Treating Minor Rotator Cuff Tears: When Less Is MoreLike most injuries, tears to the rotator cuff--the tendons that surround and support the shoulder joint--are a matter of degrees. If the tear is slight, involving less than a quarter of the tendon, it is called a "grade 1 tear." If the tear is medium-sized, involving more than a quarter but less than half of the tendon, it is a "grade 2 tear." If the tear goes through more than half of the tendon, it is a "grade 3 tear."
Deep tears must be repaired or stitched back together in order for the shoulder to function properly. But another treatment called acromioplasty may be sufficient for minor tears. With acromioplasty, surgeons shave part of the acromion bone on the point of the shoulder. A ligament over the top of the shoulder is cut, and injured tissues are removed. This takes pressure off the injured rotator cuff and promotes healing.
Acromioplasty can be done using an arthroscope.

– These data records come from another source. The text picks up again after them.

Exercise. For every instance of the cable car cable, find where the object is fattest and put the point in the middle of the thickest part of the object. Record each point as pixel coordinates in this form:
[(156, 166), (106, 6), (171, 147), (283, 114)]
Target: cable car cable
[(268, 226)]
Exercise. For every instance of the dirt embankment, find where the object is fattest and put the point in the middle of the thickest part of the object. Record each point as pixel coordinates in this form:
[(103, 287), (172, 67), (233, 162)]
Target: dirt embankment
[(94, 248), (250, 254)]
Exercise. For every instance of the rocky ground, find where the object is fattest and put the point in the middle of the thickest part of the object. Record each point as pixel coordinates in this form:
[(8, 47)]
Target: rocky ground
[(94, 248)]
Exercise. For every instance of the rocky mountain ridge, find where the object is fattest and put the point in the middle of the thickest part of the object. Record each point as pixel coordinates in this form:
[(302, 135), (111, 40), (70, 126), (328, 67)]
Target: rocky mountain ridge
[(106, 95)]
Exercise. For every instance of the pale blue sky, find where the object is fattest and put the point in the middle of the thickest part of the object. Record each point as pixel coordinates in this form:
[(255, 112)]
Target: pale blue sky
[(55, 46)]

This slender instrument has a camera on the end that can be inserted through a small incision to let the doctor operate. Arthroscopic acromioplasty is a less invasive procedure than rotator cuff repair. But is it successful for patients with grades 1 and 2 tears?

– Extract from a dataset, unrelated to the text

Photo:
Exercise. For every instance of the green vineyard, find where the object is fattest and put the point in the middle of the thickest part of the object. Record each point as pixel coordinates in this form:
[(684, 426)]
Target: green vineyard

One hundred patients had arthroscopic acromioplasty. Some of the patients had shoulder impingement, meaning the tendon was pinched, without rotator cuff tears. Some of the patients had grade 1 tears. Most of the patients had grade 2 tears. The patients had all tried nonoperative treatment such as exercises and medications without success.
How did patients fare with acromioplasty? Overall, the results were excellent. Patients with rotator cuff tears did just as well as those without tears. About five years after acromioplasty, most patients had little or no pain, and good shoulder strength and motion. These results were stable over time. Patients did not develop shoulder problems later on, as some researchers worried they might.
Treatment was considered to have failed in eight patients (eight percent). These patients had persistent pain after surgery that did not change over time. Most of the failures happened to patients with grade 2 tears. Failures were also more common when the tear was located on the top surface of the tendon.
Acromioplasty is a reliable treatment for shoulder impingement and minor (grades 1 and 2) rotator cuff tears. Most patients have immediate relief from this procedure. When the treatment fails, it fails early, and the results do not change over time. Failures may be more likely for patients with grade 2 tears in the top surface of the tendon. These tears should probably be sutured together rather than treated only with acromioplasty.
Frank A. Cordasco, MD, et al. The Partial-Thickness Rotator Cuff Tear: Is Acromioplasty Without Repair Sufficient? In The American Journal of Sports Medicine. March/April 2002. Vol. 30. No. 2. Pp. 257-260.